Ana Luísa Janeira, creio eu, não tem uma natureza sedentária. À laia de confidência atrevo-me, não apenas, a afirmar que é uma nómada, mas também que é uma nómada recolectora. Sente-se bem com um bilhete na sacola – prática, de boa dimensão e com o essencial – a expectativa do diferente e a possibilidade de aprender. Aprender coisas e pessoas, apreender as pessoas nas coisas. Parece-me ser esta a razão do dourado da sua casa e de tantas prateleiras. Viajar é-lhe mesmo muito confortável, talvez até um imperativo. Mesmo agora enquanto escrevo estas linhas a Ana Luísa encontra-se na Índia. Não me parece ser fundamental descrever as suas viagens, mas é um impreterível recordar como entre as Américas, a Latina ou a do Norte, entre a Europa e a Ásia, a nossa amiga inspira a identidade do lugar e confronta-a com a da sua origem; como isso favorece a tolerância e o bom senso; também a ciência enquanto predisposto ético, mas sobretudo a cidadania que se realiza na participação entre deveres e direitos.
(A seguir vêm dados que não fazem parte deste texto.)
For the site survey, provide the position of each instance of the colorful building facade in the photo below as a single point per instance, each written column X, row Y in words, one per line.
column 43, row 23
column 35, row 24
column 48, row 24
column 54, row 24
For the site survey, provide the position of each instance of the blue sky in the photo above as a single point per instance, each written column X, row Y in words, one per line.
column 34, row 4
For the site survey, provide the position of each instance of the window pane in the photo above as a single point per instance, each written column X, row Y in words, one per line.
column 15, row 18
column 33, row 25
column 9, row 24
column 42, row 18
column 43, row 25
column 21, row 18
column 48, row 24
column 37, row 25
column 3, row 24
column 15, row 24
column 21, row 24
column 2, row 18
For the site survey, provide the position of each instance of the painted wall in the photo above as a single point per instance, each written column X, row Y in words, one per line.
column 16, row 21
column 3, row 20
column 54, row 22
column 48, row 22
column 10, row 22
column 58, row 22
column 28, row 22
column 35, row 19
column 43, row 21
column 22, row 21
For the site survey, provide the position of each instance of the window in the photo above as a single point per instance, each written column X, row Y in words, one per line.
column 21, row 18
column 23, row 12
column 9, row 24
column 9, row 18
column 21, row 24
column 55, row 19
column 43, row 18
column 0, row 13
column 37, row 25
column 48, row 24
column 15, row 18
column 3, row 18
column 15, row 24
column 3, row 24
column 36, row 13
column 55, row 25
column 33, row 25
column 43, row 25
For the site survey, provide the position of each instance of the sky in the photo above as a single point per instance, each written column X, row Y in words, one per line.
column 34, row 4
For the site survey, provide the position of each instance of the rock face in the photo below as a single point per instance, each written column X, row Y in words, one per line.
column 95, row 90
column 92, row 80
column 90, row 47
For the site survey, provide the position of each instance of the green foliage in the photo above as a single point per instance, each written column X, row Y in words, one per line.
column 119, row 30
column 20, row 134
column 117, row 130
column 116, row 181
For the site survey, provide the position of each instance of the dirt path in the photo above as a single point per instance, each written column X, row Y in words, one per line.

Nesta época global o que importa é articular as idiossincrasias sem que delas queiramos prescindir. É fazê-lo com a ingenuidade da descoberta e da contemplação. Mas de igual modo, com a maturidade do empenho e da distinção, entre as cedências possíveis e as lutas incontornáveis. Cada viagem da Ana Luísa Janeira é um tombo no mundo e no pensamento. É uma revisitação à humanidade, em que cada objecto recolhido não se impõe como uma relíquia que se ostenta, mas tão somente como um testemunho de diversidade cultural, técnica e até científica. A nossa amiga possui aquela característica quase ingénua que lhe permite saborear todos os momentos, antecipá-los de muitos modos, descobrindo-os sempre com a mesma veemência e com a mesma curiosidade.

 
 

A Ana Luísa permanece aqui como em qualquer outro lugar, inteira e disposta a partilhar o entusiasmo e a dúvida. Observamo-la como a pessoa íntegra e equilibrada que sabe escutar. Distinguimos com facilidade todos os contornos de um despojamento que cultivou na vida e em todas as rotas que a levaram de um lugar para o outro. Também lhe sentimos o entusiasmo jovial e o interesse despretensioso, mas que a cultura académica contagia de métodos de análise e reflexão. Encanta-nos, sobretudo, o seu viver sem pressa e o seu olhar crítico, que emite sem alarido enquanto maneja uma chávena de chá. Atrai-nos esta sua predisposição para levantar voo, sem temer destinos, nem constrangimentos, chegando sempre ganhadora de práticas.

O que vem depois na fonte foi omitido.